Integrity and The Power of NO!

A few weeks ago my life coach and I were discussing the meaning of the word “Integrity” and what it means to different people.

Most people define not having it as lying, stealing, cheating, etc. While these things may in fact represent a lack of integrity, the focus of our conversation was to “Be impeccable with your word” as Don Miguel Ruiz so eloquently puts it in his book The Four Agreements.

We also discussed the importance of communicating our true thoughts and feelings rather than telling others what we “assume” they want to hear. Many times those of us who are struggling with this issue will say anything, in order to spare another person’s feelings or save face. This struck a very deep chord within me.

This was one of the most challenging areas I had to work through in my life. It has cost me marriages, relationships and a couple of businesses.In my former life, I was also known as the “yes” woman.

I can probably write a whole book on the subject. In fact, I probably will someday. The bottom line is, I always felt that I would never be truly accepted if I did not try my best to please everyone around me.

I can remember when Pleasing people was the center of my life. In fact, I even took it a step further when I took it on as a profession and first opened my Metaphysical healing and EFT practice.

Whether that meant taking on more pro-bono clients than I could afford, allowing friends to borrow money that I did not really have, or allowing my old businesses to take a direction that I was not in agreement with in order not to rock the boat with my former business partner, etc.

Sometimes I even made promises I consciously knew I could not keep. Somehow I felt like I did it in order to spare the other person’s feelings. This made me feel better by feeding a “false sense of nobility”. My entire self-image was based upon what I now refer to as Mother Teresa Complex.

We live in a Universe that moves based on cause and effect, there are no exceptions. Each time we break a promise to ourselves or to others we wind up and feeling terrible and somehow need to come up with some sort of a justification for not following through.

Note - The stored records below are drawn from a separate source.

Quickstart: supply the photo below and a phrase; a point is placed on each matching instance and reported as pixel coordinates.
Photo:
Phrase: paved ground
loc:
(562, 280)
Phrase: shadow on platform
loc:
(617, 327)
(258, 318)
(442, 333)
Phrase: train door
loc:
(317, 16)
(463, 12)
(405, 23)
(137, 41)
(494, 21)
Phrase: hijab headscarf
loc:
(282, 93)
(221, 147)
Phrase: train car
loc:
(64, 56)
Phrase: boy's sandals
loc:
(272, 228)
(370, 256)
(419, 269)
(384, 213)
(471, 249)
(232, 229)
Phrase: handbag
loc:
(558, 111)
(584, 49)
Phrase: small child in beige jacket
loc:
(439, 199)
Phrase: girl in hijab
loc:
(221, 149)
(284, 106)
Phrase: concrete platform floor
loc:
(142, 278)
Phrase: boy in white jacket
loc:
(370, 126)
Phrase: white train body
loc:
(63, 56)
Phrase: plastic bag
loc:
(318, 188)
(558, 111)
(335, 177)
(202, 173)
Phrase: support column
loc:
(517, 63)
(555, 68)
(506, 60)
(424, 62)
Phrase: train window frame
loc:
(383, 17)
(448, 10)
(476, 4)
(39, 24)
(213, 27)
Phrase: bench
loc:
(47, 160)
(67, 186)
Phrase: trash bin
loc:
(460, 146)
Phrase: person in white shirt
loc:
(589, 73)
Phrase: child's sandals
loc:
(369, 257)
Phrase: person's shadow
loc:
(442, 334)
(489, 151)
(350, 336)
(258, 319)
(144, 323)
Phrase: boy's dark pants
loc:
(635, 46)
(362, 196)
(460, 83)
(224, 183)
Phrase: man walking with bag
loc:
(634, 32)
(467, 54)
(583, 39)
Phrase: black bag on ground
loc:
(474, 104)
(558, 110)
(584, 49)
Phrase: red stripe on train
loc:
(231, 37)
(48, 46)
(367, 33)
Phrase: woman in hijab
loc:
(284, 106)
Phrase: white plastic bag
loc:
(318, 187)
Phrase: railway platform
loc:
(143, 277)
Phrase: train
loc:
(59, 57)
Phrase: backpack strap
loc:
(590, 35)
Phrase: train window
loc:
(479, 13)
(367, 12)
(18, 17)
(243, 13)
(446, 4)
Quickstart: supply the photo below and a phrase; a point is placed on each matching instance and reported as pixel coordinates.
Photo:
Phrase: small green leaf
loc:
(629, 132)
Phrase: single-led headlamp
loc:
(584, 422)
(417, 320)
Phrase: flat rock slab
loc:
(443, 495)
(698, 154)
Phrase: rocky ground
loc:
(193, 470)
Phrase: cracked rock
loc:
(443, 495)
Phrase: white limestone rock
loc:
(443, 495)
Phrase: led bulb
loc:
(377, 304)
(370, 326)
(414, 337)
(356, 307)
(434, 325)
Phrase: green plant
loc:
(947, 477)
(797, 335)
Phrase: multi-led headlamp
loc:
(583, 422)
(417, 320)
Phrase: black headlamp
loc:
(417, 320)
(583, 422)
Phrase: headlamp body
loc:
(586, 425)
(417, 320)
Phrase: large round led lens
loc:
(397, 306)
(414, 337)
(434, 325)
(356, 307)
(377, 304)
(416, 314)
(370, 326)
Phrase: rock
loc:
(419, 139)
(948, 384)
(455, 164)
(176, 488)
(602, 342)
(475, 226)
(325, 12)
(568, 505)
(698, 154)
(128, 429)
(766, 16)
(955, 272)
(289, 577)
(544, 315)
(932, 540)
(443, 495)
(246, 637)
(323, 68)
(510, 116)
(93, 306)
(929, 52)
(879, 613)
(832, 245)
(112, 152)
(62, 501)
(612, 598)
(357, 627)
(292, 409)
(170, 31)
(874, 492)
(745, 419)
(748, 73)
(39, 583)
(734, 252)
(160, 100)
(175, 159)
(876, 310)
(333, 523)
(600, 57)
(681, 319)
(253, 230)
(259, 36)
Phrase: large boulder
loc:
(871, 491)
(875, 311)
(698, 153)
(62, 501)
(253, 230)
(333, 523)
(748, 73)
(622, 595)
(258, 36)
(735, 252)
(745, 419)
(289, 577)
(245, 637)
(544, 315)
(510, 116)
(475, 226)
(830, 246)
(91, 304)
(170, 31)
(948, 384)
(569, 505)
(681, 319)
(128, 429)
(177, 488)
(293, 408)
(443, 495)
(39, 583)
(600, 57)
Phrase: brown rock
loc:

For me personally, what it came down to was drowning out my “inner voice” and forsaking my true power in order to appease my ego-identified self. By acquiescing to what I deemed that other people expected of me, I rendered myself powerless as it was not in line with my higher consciousness.

The conundrum is the initial false sense of moral superiority that comes from being the “rescuer” that eventually leads to a sense of moral inferiority. At first the dialogue in ones head may sound like…. “I am so generous; that I am willing to sacrifice myself in order to help others”. Later “Why did I agree to do this, I know I don’t have enough time” etc etc…

It’s easy in retrospect to see how incredibly egoistic and out of integrity that is for anybody. The point here is not to come from a place of judgment, but rather to become aware of these patterns. When we bring things to light, we can then dismantle the pattern.

Saying “no” or not being able to grant a request that someone we deeply care about is making of us is okay. When we begin to grow spiritually and to embrace our greatness when we release our need to please others. In order to align ourselves with our true greatness (and we are all great), there must be integrity, or congruency between mind, body and spirit.

It is imperative to begin by keeping our word to ourselves. When we begin to explore the possibility of saying “no” it allows us to take responsibility for ourselvelves and at the same time, we free those around us.

Integrity is one of the keys to a successful life.

We may not be able to please everyone, all the time but if we come from a place of integrity, we will be okay no matter what the outcome of the situation and that’s what I call FREEDOM!

Lesson of the week: Be impeccable with your word: Say what you mean and mean what you say. Affirmation: I am willing to release my need to say yes and I now embrace the power of NO.